A by-product of research in this area is, for example, the “alternative chronology” of Anatoly Fomenko, a respected scholar who worked on “textual correlations” and once compared Russian chronicles from different historical periods. Surprised by how much the chronicles of different centuries coincide (more than 60%), in the late 70s he put forward the theory that our chronology is several centuries shorter. Therefore, when some DLP company entering the market offers “revolutionary technology for searching quotes,” it can be said with a high probability that the company has created nothing but a new brand.

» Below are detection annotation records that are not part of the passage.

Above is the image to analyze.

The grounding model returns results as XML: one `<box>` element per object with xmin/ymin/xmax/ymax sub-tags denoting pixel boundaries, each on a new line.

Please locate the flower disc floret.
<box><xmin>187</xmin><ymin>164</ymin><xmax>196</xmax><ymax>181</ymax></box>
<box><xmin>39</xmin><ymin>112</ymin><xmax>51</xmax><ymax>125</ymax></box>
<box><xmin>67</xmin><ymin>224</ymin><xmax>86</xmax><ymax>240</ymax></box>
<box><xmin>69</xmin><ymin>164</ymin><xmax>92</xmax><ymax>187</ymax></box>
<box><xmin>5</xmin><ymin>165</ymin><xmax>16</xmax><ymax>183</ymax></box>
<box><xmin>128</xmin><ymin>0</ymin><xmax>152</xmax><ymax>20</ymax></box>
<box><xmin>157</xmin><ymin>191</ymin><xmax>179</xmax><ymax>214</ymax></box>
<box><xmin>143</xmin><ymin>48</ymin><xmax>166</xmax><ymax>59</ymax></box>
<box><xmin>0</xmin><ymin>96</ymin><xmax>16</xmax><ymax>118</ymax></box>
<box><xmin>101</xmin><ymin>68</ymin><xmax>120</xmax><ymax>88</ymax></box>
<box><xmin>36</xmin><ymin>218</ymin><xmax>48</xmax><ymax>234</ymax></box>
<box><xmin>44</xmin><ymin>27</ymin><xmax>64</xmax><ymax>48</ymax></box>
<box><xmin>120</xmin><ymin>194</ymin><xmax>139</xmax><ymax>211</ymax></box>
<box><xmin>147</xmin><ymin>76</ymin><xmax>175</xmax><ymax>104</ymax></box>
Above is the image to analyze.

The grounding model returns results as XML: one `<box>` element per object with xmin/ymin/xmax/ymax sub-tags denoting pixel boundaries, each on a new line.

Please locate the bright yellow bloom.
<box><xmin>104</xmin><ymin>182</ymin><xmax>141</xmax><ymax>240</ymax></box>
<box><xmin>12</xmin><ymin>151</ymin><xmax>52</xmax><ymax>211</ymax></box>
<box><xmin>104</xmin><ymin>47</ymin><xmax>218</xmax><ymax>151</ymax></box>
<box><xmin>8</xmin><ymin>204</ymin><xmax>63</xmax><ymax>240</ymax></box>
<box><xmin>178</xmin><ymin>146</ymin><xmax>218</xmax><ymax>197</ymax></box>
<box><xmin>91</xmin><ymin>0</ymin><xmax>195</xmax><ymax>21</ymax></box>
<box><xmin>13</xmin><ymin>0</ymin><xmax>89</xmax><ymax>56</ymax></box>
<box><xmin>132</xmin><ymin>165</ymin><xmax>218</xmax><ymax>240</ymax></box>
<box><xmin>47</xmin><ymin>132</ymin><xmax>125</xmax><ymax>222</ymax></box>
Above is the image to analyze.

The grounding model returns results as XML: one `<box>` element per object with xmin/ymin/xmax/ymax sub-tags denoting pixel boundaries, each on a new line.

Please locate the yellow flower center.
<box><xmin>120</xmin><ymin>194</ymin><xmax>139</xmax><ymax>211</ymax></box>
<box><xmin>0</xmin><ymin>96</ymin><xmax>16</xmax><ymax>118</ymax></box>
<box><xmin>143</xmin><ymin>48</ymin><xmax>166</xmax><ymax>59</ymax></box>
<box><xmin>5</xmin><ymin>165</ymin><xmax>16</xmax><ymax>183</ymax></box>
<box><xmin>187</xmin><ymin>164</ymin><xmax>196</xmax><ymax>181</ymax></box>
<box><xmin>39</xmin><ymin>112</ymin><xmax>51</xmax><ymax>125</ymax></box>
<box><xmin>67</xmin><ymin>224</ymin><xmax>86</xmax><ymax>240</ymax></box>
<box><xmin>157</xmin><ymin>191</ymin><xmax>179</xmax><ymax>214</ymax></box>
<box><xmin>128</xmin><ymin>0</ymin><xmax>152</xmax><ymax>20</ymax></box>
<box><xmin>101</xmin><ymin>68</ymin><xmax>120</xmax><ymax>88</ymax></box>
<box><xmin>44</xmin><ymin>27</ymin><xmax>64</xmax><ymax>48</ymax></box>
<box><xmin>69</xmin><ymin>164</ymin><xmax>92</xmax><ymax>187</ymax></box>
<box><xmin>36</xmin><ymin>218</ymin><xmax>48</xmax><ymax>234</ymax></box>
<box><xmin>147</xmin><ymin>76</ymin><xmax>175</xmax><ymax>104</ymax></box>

Statistical technologies treat texts not as a coherent sequence of words, but as an arbitrary sequence of characters, and therefore work equally well with texts in any language. Since any digital object - be it a picture or a program - is also a sequence of symbols, the same methods can be used to analyze not only text information, but also any digital objects. And if the hashes in two audio files match, one of them probably contains a quote from the other, so statistical methods are effective means of protecting against audio and video leaks, actively used in music studios and film companies.

It's time to return to the concept of a "meaningful quote." The key characteristic of a complex hash taken from a protected object (which in different products is called either Digital Fingerprint or Document DNA) is the step at which the hash is taken. As can be understood from the description, such a “print” is a unique characteristic of the object and at the same time has its own size. This is important because if you take prints from millions of documents (which is the storage capacity of the average bank), you will need a sufficient amount of disk space to store all the prints. The size of such a fingerprint depends on the hash step - the smaller the step, the larger the fingerprint. If you take a hash in one character increments, the size of the fingerprint will exceed the size of the sample itself. If you increase the step size (for example, 10,000 characters) to reduce the “weight” of the fingerprint, then at the same time the probability increases that a document containing a quote from a sample 9,900 characters long will be confidential, but will slip through unnoticed.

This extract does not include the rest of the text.